Хотя правило Ливии насчет моего присутствия - вернее, отсутствия -за ее столом не было отменено, а мать по-прежнему обходилась со мной более чем прохладно, Германик при каждой возможности приглашал меня в компанию своих благородных друзей. Ради него они относились ко мне более или менее уважительно, но взгляд семьи на мои умственные способности был известен, и считалось, будто Тиберий его разделяет, поэтому никто не домогался моего близкого знакомства. По совету Германика я объявил, что намерен устроить публичное чтение моего последнего исторического труда, и пригласил ряд известных любителей и знатоков литературы. Книга, которую я собирался читать и над которой много работал, должна была представить интерес для слушателей - я разбирал в ней формулы, применяемые этрусскими жрецами во время ритуальных омовений, и давал перевод каждой из них на латынь, что проливало новый свет на многие наши очистительные обряды, точное значение которых со временем стало неясным. Германик предварительно прочитал эту работу от корки до корки и показал матери и Ливии, которые одобрили ее, а затем великодушно послушал меня, когда я репетировал. Он поздравил меня как по поводу самой работы, так и исполнения, и, по-видимому, его отзыв стал широко известен, так как комната, где я намеревался читать, оказалась набита битком. Ливии не было, Августа тоже, но мать, сам Германик и Ливилла пришли.

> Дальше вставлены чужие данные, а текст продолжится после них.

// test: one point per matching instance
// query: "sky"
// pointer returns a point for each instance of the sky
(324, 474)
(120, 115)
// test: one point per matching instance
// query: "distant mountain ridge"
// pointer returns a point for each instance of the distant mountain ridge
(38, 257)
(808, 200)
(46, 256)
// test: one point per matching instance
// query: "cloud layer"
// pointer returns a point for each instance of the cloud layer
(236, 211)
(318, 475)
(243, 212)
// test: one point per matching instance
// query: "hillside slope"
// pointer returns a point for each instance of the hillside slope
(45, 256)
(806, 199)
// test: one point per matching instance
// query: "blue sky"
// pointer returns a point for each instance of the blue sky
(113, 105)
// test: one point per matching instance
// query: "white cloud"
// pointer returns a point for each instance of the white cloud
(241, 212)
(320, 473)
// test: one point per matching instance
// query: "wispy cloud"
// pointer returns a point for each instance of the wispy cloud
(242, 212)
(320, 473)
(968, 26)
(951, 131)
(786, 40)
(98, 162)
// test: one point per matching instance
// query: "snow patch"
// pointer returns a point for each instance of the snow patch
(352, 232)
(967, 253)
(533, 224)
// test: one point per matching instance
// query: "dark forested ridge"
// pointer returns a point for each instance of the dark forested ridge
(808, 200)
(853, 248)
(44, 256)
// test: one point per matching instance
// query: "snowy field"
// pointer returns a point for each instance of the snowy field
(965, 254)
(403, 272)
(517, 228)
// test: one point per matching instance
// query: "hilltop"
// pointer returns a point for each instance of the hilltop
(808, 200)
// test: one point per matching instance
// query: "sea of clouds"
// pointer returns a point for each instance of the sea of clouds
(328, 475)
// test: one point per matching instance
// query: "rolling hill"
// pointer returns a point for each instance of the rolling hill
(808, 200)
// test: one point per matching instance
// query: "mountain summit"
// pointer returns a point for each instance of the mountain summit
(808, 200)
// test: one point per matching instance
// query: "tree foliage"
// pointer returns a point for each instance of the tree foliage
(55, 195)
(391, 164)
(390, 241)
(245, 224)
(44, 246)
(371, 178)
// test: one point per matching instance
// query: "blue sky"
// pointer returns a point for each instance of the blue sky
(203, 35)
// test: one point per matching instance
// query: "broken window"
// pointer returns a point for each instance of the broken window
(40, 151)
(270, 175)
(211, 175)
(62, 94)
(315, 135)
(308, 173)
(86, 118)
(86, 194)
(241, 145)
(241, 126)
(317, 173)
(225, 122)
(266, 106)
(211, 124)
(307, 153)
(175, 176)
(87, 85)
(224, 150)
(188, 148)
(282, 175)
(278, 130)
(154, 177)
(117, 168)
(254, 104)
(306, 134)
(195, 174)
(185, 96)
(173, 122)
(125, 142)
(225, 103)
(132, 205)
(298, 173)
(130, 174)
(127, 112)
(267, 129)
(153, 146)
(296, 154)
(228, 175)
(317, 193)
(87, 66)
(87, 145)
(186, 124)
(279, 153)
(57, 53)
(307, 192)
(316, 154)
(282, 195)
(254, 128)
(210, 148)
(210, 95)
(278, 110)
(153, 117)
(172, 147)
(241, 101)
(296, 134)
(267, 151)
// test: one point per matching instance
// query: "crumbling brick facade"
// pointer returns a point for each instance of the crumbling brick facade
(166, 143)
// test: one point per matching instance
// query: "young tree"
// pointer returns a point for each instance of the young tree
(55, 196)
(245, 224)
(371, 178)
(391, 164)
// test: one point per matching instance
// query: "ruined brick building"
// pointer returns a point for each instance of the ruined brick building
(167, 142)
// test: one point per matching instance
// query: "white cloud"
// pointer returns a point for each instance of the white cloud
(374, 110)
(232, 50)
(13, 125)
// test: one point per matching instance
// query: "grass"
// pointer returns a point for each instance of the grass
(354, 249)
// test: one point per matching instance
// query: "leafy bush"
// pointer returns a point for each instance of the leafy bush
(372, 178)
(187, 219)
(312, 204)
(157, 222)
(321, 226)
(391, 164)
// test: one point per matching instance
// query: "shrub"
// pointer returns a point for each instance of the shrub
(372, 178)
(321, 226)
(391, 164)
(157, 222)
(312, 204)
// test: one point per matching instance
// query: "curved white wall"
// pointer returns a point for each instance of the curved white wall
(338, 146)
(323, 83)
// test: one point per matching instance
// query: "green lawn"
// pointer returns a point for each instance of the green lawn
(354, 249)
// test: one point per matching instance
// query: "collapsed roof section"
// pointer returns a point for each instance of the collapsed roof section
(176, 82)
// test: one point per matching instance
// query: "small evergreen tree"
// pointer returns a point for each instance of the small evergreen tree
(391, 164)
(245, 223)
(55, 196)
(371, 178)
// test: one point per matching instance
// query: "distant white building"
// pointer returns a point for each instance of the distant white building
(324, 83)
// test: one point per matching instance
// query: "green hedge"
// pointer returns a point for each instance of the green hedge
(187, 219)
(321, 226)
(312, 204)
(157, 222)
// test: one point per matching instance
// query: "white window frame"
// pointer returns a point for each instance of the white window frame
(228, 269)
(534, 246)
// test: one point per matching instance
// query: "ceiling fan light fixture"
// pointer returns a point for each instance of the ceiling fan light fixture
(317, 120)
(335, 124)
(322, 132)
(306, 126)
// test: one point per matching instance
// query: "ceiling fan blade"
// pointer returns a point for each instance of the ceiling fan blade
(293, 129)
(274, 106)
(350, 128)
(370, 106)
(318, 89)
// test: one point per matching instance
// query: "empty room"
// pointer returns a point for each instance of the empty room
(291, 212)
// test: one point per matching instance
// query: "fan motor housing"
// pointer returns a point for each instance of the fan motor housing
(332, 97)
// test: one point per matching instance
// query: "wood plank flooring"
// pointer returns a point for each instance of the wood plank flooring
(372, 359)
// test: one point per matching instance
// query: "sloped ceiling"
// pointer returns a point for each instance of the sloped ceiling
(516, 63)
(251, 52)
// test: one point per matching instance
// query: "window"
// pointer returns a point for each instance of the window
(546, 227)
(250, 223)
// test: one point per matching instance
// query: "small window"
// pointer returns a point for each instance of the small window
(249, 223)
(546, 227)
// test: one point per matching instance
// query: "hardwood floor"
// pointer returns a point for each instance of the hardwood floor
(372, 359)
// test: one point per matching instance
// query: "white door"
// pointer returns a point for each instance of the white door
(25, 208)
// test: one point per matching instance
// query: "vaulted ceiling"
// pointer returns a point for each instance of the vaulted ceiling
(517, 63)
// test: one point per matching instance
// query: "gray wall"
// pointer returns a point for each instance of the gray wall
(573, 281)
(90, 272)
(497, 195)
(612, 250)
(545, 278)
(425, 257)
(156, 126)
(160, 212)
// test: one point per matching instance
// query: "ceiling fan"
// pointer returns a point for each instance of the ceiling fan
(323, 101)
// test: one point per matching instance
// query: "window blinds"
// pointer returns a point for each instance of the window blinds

Я был в прекрасном настроении и нисколько не нервничал. Германик предложил мне подкрепиться перед чтением бокалом хорошего вина, и я решил, что это превосходная мысль. Поставили кресло для Августа - если ему вдруг вздумается прийти - и для Ливии; роскошные кресла, в которых они всегда сидели, посещая наш дом. Когда все собрались и заняли места, двери закрыли, и я начал читать. Читал я отлично, следя за тем, чтобы не спешить и не тянуть, не кричать и не произносить слова слишком тихо, читал так, как надо, и чувствовал, что аудиторию, ничего не ждавшую от меня, чтение невольно захватило. И тут, как назло, раздался громкий стук в дверь. Никто не открыл ее, и стук повторился. Затем загрохотала ручка, и в комнату вошел самый толстый человек, какого я видел в жизни, в тоге всадника, с большой вышитой подушкой в руке. Я перестал читать, так как подошел к трудному и важному месту, а меня никто не слушал - все взгляды устремились на всадника. Он заметил Ливия и приветствовал его с певучим акцентом, присущим, как я потом узнал, падуанцам, затем обратился с приветствием ко всем присутствующим, что вызвало приглушенные смешки. Толстяк не обратил особого внимания на Германика, хотя тот был консул, или на нас с матерью, хотя мы были хозяева дома. Оглядевшись в поисках места, он увидел кресло Августа, но оно показалось ему узким, и он завладел креслом Ливии. Положил на него подушку, собрал у колен плащ и с ворчанием уселся. И, естественно, кресло, старинное и очень хрупкое, вывезенное из Египта в числе прочей мебели, захваченной во дворце Клеопатры, с треском под ним развалилось.